I used to use Purify on MIPS (which could instrument release binaries, and didn’t require modified compilers or linkers) and liked it a lot.
I use Valgrind on x86 (mostly because it’s free), and I like that I can run it on binaries which aren’t built specially (which is useful when debugging errors which only emerge under certain optimization conditions).
So, what is the advantage of Purify over Valgrind on Linux?
–ralpht
>So, what is the advantage of Purify over Valgrind on Linux?
I haven’t used any of the two, but I heard that Purify is way more powerful than Valgrind. It catches more issues, a commercial linux developer told me recently.
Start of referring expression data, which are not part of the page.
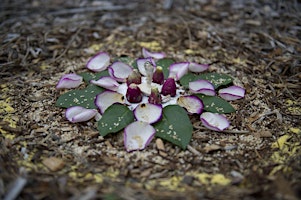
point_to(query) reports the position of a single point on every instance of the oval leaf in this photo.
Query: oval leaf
(175, 126)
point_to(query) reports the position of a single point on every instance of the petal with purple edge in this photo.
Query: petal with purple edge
(202, 87)
(214, 121)
(157, 55)
(69, 81)
(120, 71)
(106, 82)
(107, 98)
(99, 62)
(147, 112)
(192, 104)
(178, 70)
(79, 114)
(138, 135)
(197, 68)
(232, 93)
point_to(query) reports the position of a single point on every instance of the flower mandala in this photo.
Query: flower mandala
(148, 97)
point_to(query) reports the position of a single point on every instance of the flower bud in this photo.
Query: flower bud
(169, 87)
(134, 94)
(158, 76)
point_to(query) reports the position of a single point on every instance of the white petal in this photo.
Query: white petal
(138, 135)
(79, 114)
(120, 71)
(107, 98)
(192, 104)
(232, 93)
(107, 83)
(99, 62)
(156, 55)
(214, 121)
(178, 70)
(202, 86)
(147, 112)
(69, 81)
(197, 68)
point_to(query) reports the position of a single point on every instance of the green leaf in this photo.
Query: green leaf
(165, 63)
(215, 104)
(216, 79)
(175, 126)
(88, 76)
(114, 119)
(84, 97)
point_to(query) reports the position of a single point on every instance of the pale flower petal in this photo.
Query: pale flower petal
(138, 135)
(69, 81)
(79, 114)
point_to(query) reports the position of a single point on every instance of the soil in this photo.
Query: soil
(43, 156)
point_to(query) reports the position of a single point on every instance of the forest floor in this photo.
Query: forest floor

I’ve used Purify for more than ten years as a developer, and while it is a good product, it is not “way more powerful than Valgrind”. Purify and Valgrind attack much the same issues. Purify has a much nicer GUI, but I can’t think of anything significant it can do that valgrind can’t. There’s also the problem that the support for it has decreased substantially over the years compared to what it was when there was a Pure Software Inc. or even a Pure/Atria; Atria ate Pure, Rational ate Atria, and IBM ate Rational, and the result is that the product is much less important to its owner than it was. That’s a real problem with proprietary software; without excellent support you may have severe problems.
valgrind, unlike Purify and its sister tools from Rational (Quantify, PureCov etc), can model cache effects, can run on any executable without a special link step, and is extendable (more tools can be built on top of the valgrind core engine).
valgrind is only mature for x86 Linux, though PowerPC and x86-64 versions are being worked on, so if you need to deal with Solaris or Windows you’ll need Purify.
I wanted to look into Purify for a nasty bug that nor Valgrind, I or any other mem checker I tried could find. So, I went an downloaded an evaluation copy of Purify, with full intent to convince my managers to purchase a copy if it worked and helped me find the bug. Downloading and installing wasn’t such a big deal, normal procedure for commerical stuff on Linux.
But, apparently I had to obtain some kind of license in order to use Purify at all. I checked the homepage again and filled in the necessary details for a evaluation license request. Did I get a license? No, the request page said that “a sales representative will contact me Real Soon Now”. WTF? Who uses sales reps for evaluation stuff? Well, a sales rep sent a mail after day or two (or more, don’t remember) asking for more details for the evaluation, but at this point I had already deleted Purify and rewritten parts of my application to work around the bug.
As a result for the horribly complex and dead slow process I never ended up evaluating nor buying Purify. Why do they have to make it so damn hard to test the app? Usually talking to a pushy sales rep gives me a worse image of an application than if I can test it *when I want to*. Sigh, maybe it’s my loss too if Purify is as good as people say, but they probably lose quite a few sales due to their silly system.